The services covered by the plans are:
- Development management (planning);
- Building control;
- Land charges;
- Street naming and numbering, and local land and property gazetteer;
- Public protection (including trading standards, environmental health, licensing and parking enforcement);
- Historic and natural environment; and
- Regulation of private sector housing.
The total gross budget proposed for the services being transferred to ip&e – excluding support costs currently recharged through the internal market and below the line costs – is £7.950m. The income budget for services is £4.672m, giving a net budget of £3.278m.
The Cabinet considered an interim business case for the transfer in July last year, following which further evaluations were made.
An initial 12 month arrangement is proposed involving the secondment of relevant staff into ip&e, with officer delegations proposed to allow a contract for up to a further five-year period to be awarded once the employment arrangements, performance outcomes, contract value and associated issues are resolved.
The Cabinet paper, which can be viewed here, said a number of risks to the council associated with the delivery of services being transferred to ip&e had been identified.
These include legal challenge to the lawfulness of delegated decisions or use of statutory powers, perceived conflicts of interest in carrying out statutory duties and commercial support activities, and ensuring properly regulated statutory functions.
The paper said that contractual protections and mitigating measures would be implemented to minimise these risks.
It also concluded that the overall benefits of transferring the in-scope services into ip&e outweighed the risks associated with retaining the services within the council. “There is adequate protection for the council from both a legal and financial perspective.”
The paper added: “The council is given the opportunity, through ip&e Ltd, to deliver fit for purpose and resilient statutory services through reducing operating and support costs and by developing a viable commercial support service that can help to sustain the statutory services. In the longer-term, it is anticipated that there will be a reinvestment of generated profit back into the services to deliver council savings and service improvement.”

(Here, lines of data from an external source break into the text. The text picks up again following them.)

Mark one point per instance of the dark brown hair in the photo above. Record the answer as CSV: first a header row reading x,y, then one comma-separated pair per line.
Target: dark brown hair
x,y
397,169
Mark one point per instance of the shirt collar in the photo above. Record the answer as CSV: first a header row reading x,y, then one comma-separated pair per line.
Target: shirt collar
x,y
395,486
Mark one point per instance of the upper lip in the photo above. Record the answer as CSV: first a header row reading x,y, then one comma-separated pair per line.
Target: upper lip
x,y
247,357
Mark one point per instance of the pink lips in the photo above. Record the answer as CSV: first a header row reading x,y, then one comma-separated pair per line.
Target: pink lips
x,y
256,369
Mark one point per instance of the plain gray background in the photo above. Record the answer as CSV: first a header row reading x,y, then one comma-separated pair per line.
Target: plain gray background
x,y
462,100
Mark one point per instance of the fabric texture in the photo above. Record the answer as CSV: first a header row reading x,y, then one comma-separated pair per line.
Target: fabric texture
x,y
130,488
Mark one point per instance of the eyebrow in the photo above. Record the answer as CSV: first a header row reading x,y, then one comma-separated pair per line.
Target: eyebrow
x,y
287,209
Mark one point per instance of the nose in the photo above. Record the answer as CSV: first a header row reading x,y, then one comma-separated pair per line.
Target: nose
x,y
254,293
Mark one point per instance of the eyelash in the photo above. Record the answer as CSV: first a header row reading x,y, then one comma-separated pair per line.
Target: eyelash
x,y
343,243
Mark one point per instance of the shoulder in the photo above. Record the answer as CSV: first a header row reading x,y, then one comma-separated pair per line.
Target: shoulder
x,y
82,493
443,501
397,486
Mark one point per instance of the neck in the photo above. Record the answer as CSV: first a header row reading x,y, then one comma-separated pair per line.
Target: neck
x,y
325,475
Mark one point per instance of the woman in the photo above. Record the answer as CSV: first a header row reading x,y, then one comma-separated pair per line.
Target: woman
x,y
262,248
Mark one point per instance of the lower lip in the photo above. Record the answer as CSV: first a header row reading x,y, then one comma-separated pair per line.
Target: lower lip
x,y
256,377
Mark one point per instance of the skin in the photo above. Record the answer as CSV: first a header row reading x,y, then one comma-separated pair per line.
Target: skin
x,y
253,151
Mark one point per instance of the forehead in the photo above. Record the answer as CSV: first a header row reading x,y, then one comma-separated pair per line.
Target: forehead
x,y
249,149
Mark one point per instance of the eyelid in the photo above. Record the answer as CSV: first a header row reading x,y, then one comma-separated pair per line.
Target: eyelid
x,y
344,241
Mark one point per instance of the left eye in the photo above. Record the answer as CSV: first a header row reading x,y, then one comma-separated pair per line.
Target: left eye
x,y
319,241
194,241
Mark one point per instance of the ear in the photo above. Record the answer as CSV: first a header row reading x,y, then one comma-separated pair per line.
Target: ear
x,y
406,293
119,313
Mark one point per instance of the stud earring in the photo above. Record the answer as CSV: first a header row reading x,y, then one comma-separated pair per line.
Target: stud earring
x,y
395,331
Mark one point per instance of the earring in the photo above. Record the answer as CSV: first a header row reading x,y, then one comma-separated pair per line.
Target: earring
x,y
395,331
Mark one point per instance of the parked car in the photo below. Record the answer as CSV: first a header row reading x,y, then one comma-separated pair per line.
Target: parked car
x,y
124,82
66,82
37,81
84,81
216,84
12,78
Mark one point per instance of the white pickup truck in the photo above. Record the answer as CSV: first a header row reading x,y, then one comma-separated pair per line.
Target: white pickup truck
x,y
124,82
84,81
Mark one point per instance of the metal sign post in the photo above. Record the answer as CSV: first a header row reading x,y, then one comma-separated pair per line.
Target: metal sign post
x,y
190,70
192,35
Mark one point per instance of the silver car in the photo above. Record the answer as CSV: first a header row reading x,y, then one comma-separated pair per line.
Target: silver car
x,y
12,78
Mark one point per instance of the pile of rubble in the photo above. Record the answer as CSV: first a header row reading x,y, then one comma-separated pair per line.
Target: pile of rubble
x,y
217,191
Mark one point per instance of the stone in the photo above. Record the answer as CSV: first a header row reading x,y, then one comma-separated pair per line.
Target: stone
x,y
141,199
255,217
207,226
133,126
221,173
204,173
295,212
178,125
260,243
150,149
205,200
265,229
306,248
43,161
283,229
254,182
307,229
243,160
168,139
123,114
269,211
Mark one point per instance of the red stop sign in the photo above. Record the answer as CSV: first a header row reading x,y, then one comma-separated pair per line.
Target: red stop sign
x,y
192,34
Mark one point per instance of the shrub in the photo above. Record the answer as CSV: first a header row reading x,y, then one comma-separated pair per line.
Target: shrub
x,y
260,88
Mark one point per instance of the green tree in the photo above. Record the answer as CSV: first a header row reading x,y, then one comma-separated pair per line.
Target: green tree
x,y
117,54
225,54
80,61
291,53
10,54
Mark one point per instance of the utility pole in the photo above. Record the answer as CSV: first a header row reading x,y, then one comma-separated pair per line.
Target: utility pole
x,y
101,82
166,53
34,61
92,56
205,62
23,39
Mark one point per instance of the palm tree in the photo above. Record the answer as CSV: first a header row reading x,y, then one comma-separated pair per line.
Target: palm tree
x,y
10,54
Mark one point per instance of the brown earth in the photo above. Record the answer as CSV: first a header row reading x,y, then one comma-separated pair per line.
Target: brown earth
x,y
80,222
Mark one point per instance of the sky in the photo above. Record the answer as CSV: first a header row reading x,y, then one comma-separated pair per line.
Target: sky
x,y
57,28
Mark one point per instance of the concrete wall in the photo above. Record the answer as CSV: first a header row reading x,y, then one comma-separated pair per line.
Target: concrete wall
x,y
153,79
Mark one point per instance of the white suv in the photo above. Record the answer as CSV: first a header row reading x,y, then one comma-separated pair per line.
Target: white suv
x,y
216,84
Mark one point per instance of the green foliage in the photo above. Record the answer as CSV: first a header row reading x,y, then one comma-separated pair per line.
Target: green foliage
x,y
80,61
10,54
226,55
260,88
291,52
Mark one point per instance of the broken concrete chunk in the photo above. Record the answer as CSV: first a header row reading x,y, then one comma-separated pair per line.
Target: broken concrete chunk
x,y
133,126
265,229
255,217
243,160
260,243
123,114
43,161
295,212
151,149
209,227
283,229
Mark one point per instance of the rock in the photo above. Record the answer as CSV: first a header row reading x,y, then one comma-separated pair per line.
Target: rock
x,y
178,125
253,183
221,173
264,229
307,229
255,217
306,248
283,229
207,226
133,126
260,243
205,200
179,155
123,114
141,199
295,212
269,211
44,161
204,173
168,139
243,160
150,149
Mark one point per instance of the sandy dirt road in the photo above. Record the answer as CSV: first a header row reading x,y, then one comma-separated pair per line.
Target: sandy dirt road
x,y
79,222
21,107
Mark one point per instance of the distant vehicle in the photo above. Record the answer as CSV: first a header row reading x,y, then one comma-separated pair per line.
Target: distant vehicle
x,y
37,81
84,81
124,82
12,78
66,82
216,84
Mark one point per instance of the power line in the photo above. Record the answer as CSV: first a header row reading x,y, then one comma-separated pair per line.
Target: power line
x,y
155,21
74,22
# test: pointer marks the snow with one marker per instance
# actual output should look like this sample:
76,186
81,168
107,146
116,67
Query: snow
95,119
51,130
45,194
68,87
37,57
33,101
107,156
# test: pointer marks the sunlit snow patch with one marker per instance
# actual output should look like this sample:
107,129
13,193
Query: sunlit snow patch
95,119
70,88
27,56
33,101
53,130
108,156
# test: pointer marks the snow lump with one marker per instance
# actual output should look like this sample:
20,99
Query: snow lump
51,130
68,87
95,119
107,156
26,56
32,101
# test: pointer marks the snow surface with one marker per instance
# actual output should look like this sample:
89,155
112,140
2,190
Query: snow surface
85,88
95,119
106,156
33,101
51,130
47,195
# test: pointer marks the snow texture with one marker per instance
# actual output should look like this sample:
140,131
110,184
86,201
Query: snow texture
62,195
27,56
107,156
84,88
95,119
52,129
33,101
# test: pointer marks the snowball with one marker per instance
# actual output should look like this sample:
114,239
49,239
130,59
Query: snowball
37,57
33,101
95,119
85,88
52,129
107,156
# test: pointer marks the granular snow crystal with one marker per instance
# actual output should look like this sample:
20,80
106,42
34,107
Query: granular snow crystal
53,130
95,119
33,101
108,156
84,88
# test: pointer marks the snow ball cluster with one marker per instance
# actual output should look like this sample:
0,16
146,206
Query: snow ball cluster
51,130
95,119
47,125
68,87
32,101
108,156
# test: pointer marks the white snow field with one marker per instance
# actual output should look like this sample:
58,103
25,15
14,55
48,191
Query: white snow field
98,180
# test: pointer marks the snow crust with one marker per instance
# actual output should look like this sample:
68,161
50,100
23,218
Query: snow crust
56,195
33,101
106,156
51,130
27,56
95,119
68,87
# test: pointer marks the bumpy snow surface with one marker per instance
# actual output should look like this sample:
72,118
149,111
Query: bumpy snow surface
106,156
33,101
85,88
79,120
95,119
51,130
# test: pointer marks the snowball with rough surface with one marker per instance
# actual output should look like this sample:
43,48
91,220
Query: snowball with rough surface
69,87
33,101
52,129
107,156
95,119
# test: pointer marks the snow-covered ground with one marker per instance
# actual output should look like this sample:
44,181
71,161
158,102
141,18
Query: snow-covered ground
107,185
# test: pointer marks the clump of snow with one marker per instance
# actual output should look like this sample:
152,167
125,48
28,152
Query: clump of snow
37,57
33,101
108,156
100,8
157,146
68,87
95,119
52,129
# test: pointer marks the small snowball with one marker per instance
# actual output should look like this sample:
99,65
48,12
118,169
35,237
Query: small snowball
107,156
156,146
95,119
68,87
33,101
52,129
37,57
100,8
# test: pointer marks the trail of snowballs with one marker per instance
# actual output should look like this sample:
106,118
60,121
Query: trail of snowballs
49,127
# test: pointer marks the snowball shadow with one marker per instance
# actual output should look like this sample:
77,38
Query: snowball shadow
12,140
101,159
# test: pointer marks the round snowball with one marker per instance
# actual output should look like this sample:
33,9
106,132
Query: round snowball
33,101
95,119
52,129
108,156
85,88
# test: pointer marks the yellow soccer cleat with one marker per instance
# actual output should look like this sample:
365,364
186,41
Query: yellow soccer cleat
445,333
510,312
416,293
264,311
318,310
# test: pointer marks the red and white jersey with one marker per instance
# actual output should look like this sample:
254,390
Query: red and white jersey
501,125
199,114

The paper noted that ip&e would not make any decisions that legally must be made by the council, such as determining planning and licensing applications. Nor would any employees, who are only employed by ip&e, exercise any statutory powers that must be exercised by an authorised officer of the council.
The council has previously transferred communications and business redesign to ip&e.
In 2012 it identified legal services as one of four areas for transfer to the company but this did not happen.
Mal Price, Shropshire’s Cabinet member for planning and housing, said: “In the face of challenging financial pressures, the proposed transfer aims to both maintain and, over time, enhance the delivery of the key statutory services that the council has a legal duty to deliver.
“The services involved contribute significantly to the council’s priorities and it’s therefore essential that we take action to ensure the successful long-term delivery of these services.”
Cllr Price added: “The proposed transfer aims to reduce operating costs and support costs, and will create the conditions that will permit the generation of new and increasing income streams.
“This will help to close the funding gap that future reductions in central Government funding will create, and reduce the risk of the council failing to deliver its statutory services.
“In addition, ip&e considers it will be better able to further improve service delivery and productivity to ensure services are resilient, accessible and responsive, as well as continuing to foster a customer-focused culture and generating new income streams through trading.”